RStudio - 01

Jean-Yves Sgro

May 2, 2017

Table of Contents

1 First Steps with RStudio 2

2 Left - Bottom Quadrant 2

2.1 R Console 2

3 Left - Top Quadrant 3

3.1 RScript 3

3.2 Comments 3

3.3 R markdown 4

4 Right - Top Quadrant 4

4.1 History 4

4.2 Environment 4

5 Right - Bottom Quadrant 5

5.1 Files 5

5.2 Plots 5

5.3 Packages 7

5.4 Help 8

5.5 Viewer 8

6 Data and Data frames 8

6.1 Simple vector data 8

6.2 Coerce into table format 9

6.3 Apply method to matrix 10

6.4 Tables output 12

6.4.1 Output Z as a table 12

6.4.2 Output Y as a table: 13

7 REFERENCES 14

1  First Steps with RStudio

RStudio (RStudio Team 2015) is an integrated graphical interface layer over the R program (R Core Team 2017).

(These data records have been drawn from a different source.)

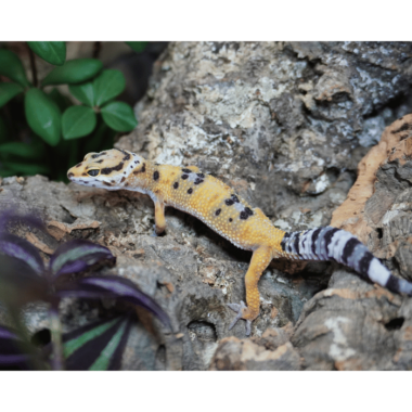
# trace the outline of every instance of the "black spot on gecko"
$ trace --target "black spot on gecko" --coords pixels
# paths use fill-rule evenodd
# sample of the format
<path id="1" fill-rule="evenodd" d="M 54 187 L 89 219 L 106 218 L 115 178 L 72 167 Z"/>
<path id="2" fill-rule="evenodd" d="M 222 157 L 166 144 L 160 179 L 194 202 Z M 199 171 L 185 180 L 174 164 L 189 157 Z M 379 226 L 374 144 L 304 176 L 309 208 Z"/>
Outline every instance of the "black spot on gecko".
<path id="1" fill-rule="evenodd" d="M 412 129 L 412 123 L 411 124 L 405 123 L 398 130 L 394 130 L 392 134 L 400 133 L 401 131 L 408 131 L 408 130 L 411 130 L 411 129 Z"/>
<path id="2" fill-rule="evenodd" d="M 349 257 L 352 255 L 355 248 L 356 248 L 358 245 L 360 245 L 360 244 L 361 244 L 361 243 L 360 243 L 356 237 L 350 239 L 350 240 L 346 243 L 346 245 L 345 245 L 345 247 L 344 247 L 344 250 L 343 250 L 343 253 L 342 253 L 342 261 L 343 261 L 343 263 L 346 265 L 346 263 L 348 262 L 348 259 L 349 259 Z"/>
<path id="3" fill-rule="evenodd" d="M 321 231 L 322 231 L 322 228 L 319 228 L 312 233 L 312 254 L 314 256 L 317 256 L 317 241 Z"/>
<path id="4" fill-rule="evenodd" d="M 295 242 L 294 242 L 295 252 L 300 256 L 300 254 L 299 254 L 299 241 L 300 241 L 300 233 L 295 236 Z"/>
<path id="5" fill-rule="evenodd" d="M 373 255 L 369 252 L 364 254 L 362 259 L 359 262 L 359 272 L 363 275 L 369 275 L 369 268 L 371 266 L 372 260 L 374 259 Z"/>
<path id="6" fill-rule="evenodd" d="M 114 167 L 105 167 L 101 170 L 101 175 L 110 175 L 112 171 L 120 171 L 123 169 L 124 163 L 119 163 L 117 166 Z"/>
<path id="7" fill-rule="evenodd" d="M 241 211 L 241 216 L 240 217 L 241 217 L 242 220 L 247 220 L 248 217 L 249 217 L 249 215 L 247 214 L 246 210 L 243 210 L 243 211 Z"/>
<path id="8" fill-rule="evenodd" d="M 242 220 L 247 220 L 249 216 L 253 216 L 254 213 L 249 207 L 245 207 L 243 211 L 241 211 L 241 219 Z"/>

When RStudio is launched, an R session is started and shown within the bottom quadrant of the RStdusio window.

Typically an RStudio session splits the screen in 4 main quadrants. Some quadrants may be split into Tabs:

•  Left Top: Scripts

•  Left Bottom: R console

•  Right Top: Environment | History Tabs.

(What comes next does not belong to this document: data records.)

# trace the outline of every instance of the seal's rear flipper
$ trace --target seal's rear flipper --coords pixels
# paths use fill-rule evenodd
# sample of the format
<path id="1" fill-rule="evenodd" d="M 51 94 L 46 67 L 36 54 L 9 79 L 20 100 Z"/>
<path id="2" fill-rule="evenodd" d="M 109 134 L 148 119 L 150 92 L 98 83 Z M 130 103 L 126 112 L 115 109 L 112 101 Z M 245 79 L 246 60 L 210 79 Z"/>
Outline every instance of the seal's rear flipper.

•  Right Bottom: Files | Plots | Packages | Help | Viewer

The Quadrants in RStudio

Left / Right
Top / Scripts / Environment | History
Bottom / R console | R Markdown / Files | Plots | Packages | Help | Viewer

In the the Script area different file types can be open, the most common would be an R Script for recording commands that can be passed onto the R console easily.

2  Left - Bottom Quadrant

2.1 R Console

This is the R console that is "attached" to this RStudio session and that will execute the scripts with send.

The commands can be written within a script file (see below) or typed directly within the R console.

3  Left - Top Quadrant

3.1 RScript

You can start a new R Script file with the following menu cascade:

File > New File > R Script

Within the script area we can type commands, one per line.

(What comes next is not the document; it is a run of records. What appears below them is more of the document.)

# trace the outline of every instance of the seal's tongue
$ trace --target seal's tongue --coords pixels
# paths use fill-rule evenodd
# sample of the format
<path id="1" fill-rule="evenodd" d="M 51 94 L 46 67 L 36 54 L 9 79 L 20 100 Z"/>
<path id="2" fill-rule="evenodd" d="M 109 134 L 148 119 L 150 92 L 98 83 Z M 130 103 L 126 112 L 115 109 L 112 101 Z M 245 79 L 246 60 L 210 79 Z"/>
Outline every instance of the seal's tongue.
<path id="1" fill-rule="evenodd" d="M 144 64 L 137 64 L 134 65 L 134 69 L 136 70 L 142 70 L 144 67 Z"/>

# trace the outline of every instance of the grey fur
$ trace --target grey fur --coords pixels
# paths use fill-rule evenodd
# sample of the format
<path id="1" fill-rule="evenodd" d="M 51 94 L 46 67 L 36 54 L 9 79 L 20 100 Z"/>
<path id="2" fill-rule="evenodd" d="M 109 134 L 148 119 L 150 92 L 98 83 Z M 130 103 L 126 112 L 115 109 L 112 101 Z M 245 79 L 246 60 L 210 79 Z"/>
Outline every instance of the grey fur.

For example type the following within the `R Script: area:

print('Hello World')

Then, while the cursor is within that line, press together control and return (on a Mac command return also works.)

This action will transfer the command to R which will run it. Therefore within the R console you will see:

> print('Hello World')
[1] "Hello World"

i.e. the command and its output

An alternate method to activate the command (and passing it on to R) is to click the Run button at the top right of the Script quadrant.

In both cases, to activates multiple lines simply select them with the mouse first before pressing control and return or clicking on Run.

3.2 Comments

When writing code it is useful to document what the commands mean or what we are trying to do. A "gift" of information to your "future self" or colleagues.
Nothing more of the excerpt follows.